There was some show about the famous meeting between Heisenberg and Bohr in Stockholm in 1943.
1 posted on
12/20/2018 6:55:25 AM PST by
C19fan
To: C19fan
Pretty wild stuff. Bohr was also an Olympic-class athlete in football.
2 posted on
12/20/2018 7:06:47 AM PST by
Ciaphas Cain
(FreeRepublic.com is the most-used app on my iPhone.)
To: C19fan
He one of the scientists who bridged the gap between Classical and Modern Physics. Still Classical but his theories opened the door to Modern Physics. After that, Physics got very strange and very counter intuitive.
3 posted on
12/20/2018 7:07:35 AM PST by
dhs12345
To: C19fan
4 posted on
12/20/2018 7:39:39 AM PST by
Trump_the_Evil_Left
(FReeper formerly known as Enchante (registered Sept. 5, 2001), back from the wild....)
To: C19fan
Early years
Niels Bohr was born in Copenhagen, Denmark, on 7 October 1885, the second of three children of Christian Bohr,[1][2] a professor of physiology at the University of Copenhagen, and Ellen Adler Bohr, who came from a wealthy Danish Jewish family prominent in banking and parliamentary circles.

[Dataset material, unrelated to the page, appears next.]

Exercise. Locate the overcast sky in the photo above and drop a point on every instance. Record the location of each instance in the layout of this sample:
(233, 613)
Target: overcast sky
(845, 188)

[3] He had an elder sister, Jenny, and a younger brother Harald.[1] Jenny became a teacher,[2] while Harald became a mathematician and Olympic footballer who played for the Danish national team at the 1908 Summer Olympics in London. Bohr was a passionate footballer as well, and the two brothers played several matches for the Copenhagen-based Akademisk Boldklub (Academic Football Club), with Bohr as goalkeeper.[4]
7 posted on
12/20/2018 10:35:39 AM PST by
dennisw
To: C19fan; Trump_the_Evil_Left; iowamark; SunkenCiv; dennisw; dhs12345
"It is practically impossible to describe Niels Bohr to a person who has never worked with him. Probably his most characteristic property was the slowness of his thinking and comprehension. When, in the late twenties and early thirties, the author of this book was one of the "Bohr boys" working in his Institute in Copenhagen on a Carlsberg (the best beer in the world!) fellowship, he had many a chance to observe it. In the evening, when a handful of Bohr's students were "working" in the Paa Blegdamsvejen Institute, discussing the latest problems of the quantum theory, or playing Ping-pong on the library table with coffee cups placed on it to make the game more difficult, Bohr would appear, complaining that he was very tired, and would like to "do something." To "do something" inevitably meant to go to the movies, and the only movies Bohr liked were those called The Gun Fight at the Lazy Gee Ranch or The Lone Ranger and a Sioux Girl. But it was hard to go with Bohr to the movies. He could not follow the plot, and was constantly asking us, to the great annoyance of the. rest of the audience, questions like this: "Is that the sister of that cowboy who shot the Indian who tried to steal a herd of cattle belonging to her brother-in-law?" The same slowness of reaction was apparent at scientific meetings. Many a time, a visiting young physicist (most physicists visiting Copenhagen were young) would deliver a brilliant talk about his recent calculations on some intricate problem of the quantum theory. Everybody in the audience would understand the argument quite clearly, but Bohr wouldn't. So everybody would start to explain to Bohr the simple point he had missed, and in the resulting turmoil everybody would stop understanding anything. Finally, after a considerable period of time, Bohr would begin to understand, and it would turn out that what he understood about the problem presented by the visitor was quite different from what the visitor meant, and was correct, while the visitor's interpretation was wrong."